Proceeding on “the assumption that the virus will spread more broadly and eventually reach our campus,” Princeton University President Christopher Eisgruber wrote in his letter to the University community, “We will begin instituting a series of policies and practices this week based on the concept of social distancing,” with the goal being to minimize large group gatherings and extended periods of people in close proximity.

“To achieve this goal, we will virtualize any activities such as lectures, seminars, and precepts, that can be put online,” he went on. “We will continue to support, where possible and subject to appropriate restrictions, research, educational, and campus life activities that require physical presence.”

The policies will remain in place at least through Sunday, April 5, and will be reassessed in the meantime in light of ongoing developments.

Eisgruber emphasized “that these are extraordinary times that require exceptional measures to deal with a health risk that affects us all.” He acknowledged that these measures would cause “significant disruption and inconvenience to the campus community, but stated, “we strongly believe that actions taken now will have the greatest chance of decreasing risk, and that the potential consequences of not acting could far outweigh these short-term disruptions.”

As the University continues to develop its policies for meetings and events, including athletic contests and performances, it encourages the following social distancing techniques: keep at least six feet between yourself and another person in all public places; avoid close contact, including handshakes and hugging; and limit in-person meetings.

Princeton University event organizers are instructed to use remote technology whenever possible and to postpone or cancel events that involve more than 100 people.

University-sponsored international travel is prohibited, and all personal international travel is strongly discouraged.

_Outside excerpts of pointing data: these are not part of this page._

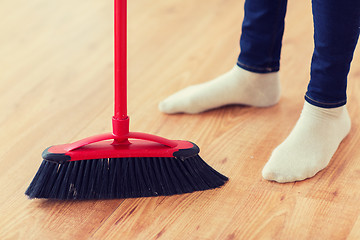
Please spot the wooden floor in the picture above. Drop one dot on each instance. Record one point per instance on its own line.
(56, 75)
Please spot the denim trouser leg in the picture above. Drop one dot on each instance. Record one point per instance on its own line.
(262, 31)
(337, 25)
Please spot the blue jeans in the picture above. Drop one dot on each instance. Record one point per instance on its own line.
(336, 32)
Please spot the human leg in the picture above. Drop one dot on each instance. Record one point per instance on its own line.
(246, 83)
(324, 121)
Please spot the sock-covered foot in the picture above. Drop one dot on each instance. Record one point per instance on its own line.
(237, 86)
(310, 146)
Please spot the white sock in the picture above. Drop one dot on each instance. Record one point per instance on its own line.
(237, 86)
(310, 146)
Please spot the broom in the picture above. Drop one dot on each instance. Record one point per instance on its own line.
(122, 164)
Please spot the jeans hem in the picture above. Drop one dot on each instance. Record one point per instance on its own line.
(324, 104)
(257, 69)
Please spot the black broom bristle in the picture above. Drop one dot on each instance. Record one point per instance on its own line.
(111, 178)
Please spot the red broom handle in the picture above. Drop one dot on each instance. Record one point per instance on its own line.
(120, 119)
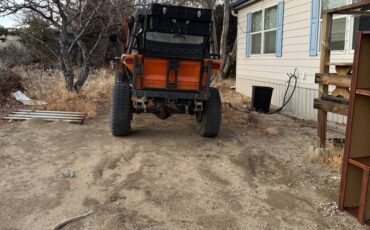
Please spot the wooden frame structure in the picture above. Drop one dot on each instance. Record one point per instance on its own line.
(354, 196)
(325, 78)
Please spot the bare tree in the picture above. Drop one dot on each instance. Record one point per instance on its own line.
(69, 17)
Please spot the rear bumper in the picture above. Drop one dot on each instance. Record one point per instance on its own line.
(171, 95)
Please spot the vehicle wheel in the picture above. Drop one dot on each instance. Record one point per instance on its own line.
(210, 119)
(121, 110)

Non-essential University-sponsored domestic travel should be postponed or canceled.

At Princeton Public Schools (PPS), working in tandem with local health officials, plans are moving forward for the possibility of an extended school closure with students taught remotely and students who qualify for free and reduced lunch continuing to receive meals. 

“Currently in Princeton, our response measures include stringent and frequent cleaning of our buildings and buses; respiratory and hygiene education and practice; careful monitoring of daily attendance and of any staff or student illnesses; and social distancing in the form of greetings other than handshakes and hugs,” PPS Superintendent Steve Cochrane wrote in a letter to students, staff, and families.

The district will implement an early dismissal day on Monday, March 16 to give staff time to plan for possible closure and distance learning.

David Herman, infectious diseases committee chair at Penn Medicine Princeton Health, stated in an email on Tuesday, ”We remain confident that our clinical staff is well equipped to identify, isolate, and treat patients with COVID-19 while simultaneously helping to prevent exposure to others.”

Herman pointed out that leaders from Penn Medicine Princeton Health have been working for months on the coronavirus, closely monitoring the latest information and guidance from the Centers for Disease Control and Prevention (CDC) and the New Jersey Department of Health (NJDOH), coordinating also with local, regional, and state health officials.

He added that individuals who are not sick, unless they are coming in for scheduled treatment or services, are encouraged not to visit the hospital.

“We are also trying to educate patients on the actions they should take if they believe they have been exposed to COVID-19. Those who are not sick should not go to the hospital to request testing. Those individuals should contact their local health officials.”

He recommended that individuals should seek guidance at the Penn Medicine Princeton Health website; at the CDC website; or at the NJDOH hotline at 800-222-1222, where health care professionals will answer callers’ coronavirus questions.